Gerade ihre offensichtliche Unaufgeregtheit verrät Einsicht. Vor zwei Jahren betrieb Merkel die gegenteilige Politik. Auch wenn sie das mehr reaktiv als aktiv tat, weil sie glaubte, mit einer enthusiastischen Willkommenspolitik dem Wunsch der großen Mehrheit der Deutschen zu entsprechen. Das wiederum sorgte für Aufregung, die der Kanzlerin höchst selbst bald unheimlich wurde.

Inzwischen wird das Thema Flüchtlinge klein gefahren, soll für sie im Wahlkampf möglichst keine Rolle spielen. Sie hofft, links der Mitte noch immer vom Nimbus der Flüchtlingskanzlerin profitieren zu können. Tatsächlich aber ist ihre Abschottungspolitik so restriktiv, wie sie es nie zuvor war in der Geschichte der Bundesrepublik. Ihrem einst so scharfen Kritiker Horst Seehofer reicht dieser deutliche Richtungswandel offenbar, so dass er seine Obergrenzen-Forderung weitgehend für obsolet hält. Deshalb ist dieser Wahlkampf eben doch weit friedlicher, als noch vor einem Jahr erwartet.

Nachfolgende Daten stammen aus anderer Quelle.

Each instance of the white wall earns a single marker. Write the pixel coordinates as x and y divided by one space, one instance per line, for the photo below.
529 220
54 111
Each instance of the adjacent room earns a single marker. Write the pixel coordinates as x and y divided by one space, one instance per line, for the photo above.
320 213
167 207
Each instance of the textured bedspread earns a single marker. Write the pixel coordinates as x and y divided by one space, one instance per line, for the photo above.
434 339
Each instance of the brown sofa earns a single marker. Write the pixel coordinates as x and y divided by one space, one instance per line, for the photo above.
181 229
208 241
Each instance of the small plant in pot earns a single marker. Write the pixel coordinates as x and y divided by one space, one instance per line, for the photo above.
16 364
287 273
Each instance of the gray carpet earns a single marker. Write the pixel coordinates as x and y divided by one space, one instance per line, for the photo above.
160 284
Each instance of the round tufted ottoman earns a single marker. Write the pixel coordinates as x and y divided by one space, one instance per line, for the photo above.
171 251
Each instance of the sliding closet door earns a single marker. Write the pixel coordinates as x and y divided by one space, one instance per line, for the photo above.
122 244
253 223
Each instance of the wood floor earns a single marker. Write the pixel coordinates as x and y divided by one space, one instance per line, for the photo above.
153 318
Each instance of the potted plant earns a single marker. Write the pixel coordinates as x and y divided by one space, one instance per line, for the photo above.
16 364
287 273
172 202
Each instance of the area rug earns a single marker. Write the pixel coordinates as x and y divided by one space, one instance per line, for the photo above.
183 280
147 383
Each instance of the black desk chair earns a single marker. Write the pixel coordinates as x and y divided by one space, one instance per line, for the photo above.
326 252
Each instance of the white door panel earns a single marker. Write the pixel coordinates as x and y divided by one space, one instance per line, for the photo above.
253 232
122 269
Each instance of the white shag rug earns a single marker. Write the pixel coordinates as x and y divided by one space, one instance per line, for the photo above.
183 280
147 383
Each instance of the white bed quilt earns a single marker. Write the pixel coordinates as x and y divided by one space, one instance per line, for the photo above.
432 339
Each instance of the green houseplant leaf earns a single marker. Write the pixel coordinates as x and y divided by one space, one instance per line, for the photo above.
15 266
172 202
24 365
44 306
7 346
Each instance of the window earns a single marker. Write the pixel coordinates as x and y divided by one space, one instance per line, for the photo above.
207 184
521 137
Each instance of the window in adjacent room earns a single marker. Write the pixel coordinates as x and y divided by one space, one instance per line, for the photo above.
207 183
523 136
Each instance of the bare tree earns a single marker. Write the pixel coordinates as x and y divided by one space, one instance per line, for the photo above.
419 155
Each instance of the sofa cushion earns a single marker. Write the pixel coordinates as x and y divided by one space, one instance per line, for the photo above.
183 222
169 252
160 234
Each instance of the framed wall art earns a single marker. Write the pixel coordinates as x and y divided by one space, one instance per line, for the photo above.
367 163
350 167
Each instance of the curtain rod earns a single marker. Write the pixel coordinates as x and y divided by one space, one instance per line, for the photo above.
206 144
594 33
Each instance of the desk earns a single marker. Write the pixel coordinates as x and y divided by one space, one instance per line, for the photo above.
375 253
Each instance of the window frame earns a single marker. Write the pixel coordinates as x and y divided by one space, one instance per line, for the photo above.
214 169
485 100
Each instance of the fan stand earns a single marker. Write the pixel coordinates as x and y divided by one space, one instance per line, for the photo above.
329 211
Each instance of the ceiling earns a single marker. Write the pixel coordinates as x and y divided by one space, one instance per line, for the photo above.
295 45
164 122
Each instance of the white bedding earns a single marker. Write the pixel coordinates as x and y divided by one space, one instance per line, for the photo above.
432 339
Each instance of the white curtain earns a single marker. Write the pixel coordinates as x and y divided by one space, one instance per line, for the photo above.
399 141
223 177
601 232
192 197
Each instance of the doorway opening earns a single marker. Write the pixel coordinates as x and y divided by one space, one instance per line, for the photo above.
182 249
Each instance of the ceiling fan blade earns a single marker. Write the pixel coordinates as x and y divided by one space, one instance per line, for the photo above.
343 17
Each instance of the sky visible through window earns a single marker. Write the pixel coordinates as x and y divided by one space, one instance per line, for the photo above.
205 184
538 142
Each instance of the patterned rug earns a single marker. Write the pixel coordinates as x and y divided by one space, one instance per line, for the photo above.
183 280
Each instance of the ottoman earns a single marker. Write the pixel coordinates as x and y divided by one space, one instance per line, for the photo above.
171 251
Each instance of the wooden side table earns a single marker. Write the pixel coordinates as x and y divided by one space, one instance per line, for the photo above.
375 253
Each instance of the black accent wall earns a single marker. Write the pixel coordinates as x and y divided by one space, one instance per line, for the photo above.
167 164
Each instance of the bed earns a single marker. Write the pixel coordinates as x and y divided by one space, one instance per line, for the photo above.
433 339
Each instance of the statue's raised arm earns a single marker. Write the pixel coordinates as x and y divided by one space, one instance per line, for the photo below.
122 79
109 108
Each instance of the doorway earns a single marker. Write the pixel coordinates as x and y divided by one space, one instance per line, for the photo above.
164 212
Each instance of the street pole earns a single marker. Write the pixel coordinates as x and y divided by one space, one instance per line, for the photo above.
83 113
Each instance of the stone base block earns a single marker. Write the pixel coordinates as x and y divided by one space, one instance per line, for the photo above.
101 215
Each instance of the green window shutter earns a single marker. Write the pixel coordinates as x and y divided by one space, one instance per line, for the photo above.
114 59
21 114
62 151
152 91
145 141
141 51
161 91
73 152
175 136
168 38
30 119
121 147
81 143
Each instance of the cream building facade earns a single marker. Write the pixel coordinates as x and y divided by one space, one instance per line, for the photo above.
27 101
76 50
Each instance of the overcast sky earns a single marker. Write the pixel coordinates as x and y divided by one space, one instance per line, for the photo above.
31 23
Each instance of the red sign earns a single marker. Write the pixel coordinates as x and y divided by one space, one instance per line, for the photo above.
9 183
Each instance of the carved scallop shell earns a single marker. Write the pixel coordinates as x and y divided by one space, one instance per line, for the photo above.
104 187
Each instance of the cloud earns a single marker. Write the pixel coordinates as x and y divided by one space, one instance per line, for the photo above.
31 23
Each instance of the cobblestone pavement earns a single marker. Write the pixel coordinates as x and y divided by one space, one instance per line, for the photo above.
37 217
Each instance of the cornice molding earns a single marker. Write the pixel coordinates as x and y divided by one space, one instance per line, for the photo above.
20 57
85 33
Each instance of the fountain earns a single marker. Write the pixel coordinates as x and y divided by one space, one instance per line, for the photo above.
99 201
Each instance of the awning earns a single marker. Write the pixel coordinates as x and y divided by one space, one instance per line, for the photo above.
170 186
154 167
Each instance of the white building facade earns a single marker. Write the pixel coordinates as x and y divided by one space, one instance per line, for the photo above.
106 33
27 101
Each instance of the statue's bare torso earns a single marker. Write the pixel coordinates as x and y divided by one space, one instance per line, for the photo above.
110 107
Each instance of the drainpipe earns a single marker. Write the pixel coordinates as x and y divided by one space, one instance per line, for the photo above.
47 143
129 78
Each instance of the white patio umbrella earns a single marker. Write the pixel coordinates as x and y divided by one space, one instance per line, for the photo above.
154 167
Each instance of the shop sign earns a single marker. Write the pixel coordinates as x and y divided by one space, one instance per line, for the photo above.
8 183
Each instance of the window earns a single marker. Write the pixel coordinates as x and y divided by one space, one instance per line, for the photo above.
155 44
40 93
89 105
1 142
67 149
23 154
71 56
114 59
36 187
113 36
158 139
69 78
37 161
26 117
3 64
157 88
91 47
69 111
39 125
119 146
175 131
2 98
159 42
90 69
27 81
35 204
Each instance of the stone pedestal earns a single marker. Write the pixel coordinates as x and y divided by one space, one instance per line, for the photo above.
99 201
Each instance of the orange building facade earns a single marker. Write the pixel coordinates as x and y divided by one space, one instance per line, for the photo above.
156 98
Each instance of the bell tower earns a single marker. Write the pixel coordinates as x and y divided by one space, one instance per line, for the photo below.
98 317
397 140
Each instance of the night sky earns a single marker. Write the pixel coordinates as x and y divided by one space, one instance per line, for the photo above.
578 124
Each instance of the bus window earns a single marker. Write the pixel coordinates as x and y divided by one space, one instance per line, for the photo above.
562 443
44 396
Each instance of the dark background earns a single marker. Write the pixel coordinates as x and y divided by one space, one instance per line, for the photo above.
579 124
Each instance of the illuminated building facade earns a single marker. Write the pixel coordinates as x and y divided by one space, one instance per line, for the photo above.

Schärferer Kurs gegenüber Türkei

In Merkels präsidialen, so routiniert heruntergespulten Antworten gab es auf der Bundespressekonferenz durchaus einige nennenswerte Neuigkeiten. So ist die Kanzlerin nun deutlich wie selten zuvor gegenüber der Türkei. Die solle sich ihren Wunsch nach engeren Geschäftsbeziehungen mit der EU abschminken, wenn sich der paranoide Kurs Erdogans nicht ändere: „Ich sehe nicht, und wir sehen nicht als Bundesregierung, dass wir in den nächsten Monaten ein Mandat erteilen könnten, um über die Zollunion zu sprechen, solange die Situation so ist wie sie jetzt ist.“

Auch hat Merkel ein Thema aufgegriffen, dessen Regelung ihr in den Wirren des Flüchtlingssommers 2015 nicht gelungen war: Die Einbindung der EU bei der Verteilung der Ankommenden. „Da muss man als erstes mal sagen, dass Europa selber seine Hausaufgaben bis heute nicht gemacht hat. Weder haben wir ein funktionierendes Dublin-System“, sagte Merkel, „noch haben wir die Bereitschaft aller zu einer fairen Verteilung von Flüchtlingen, wenn sie in Europa ankommen. Diese Tatsache ist ein Manko.“ In Paris gab es nun auf einem Flüchtlingsgipfel zarte Ansätze, dieses Problem post festum anzugehen. 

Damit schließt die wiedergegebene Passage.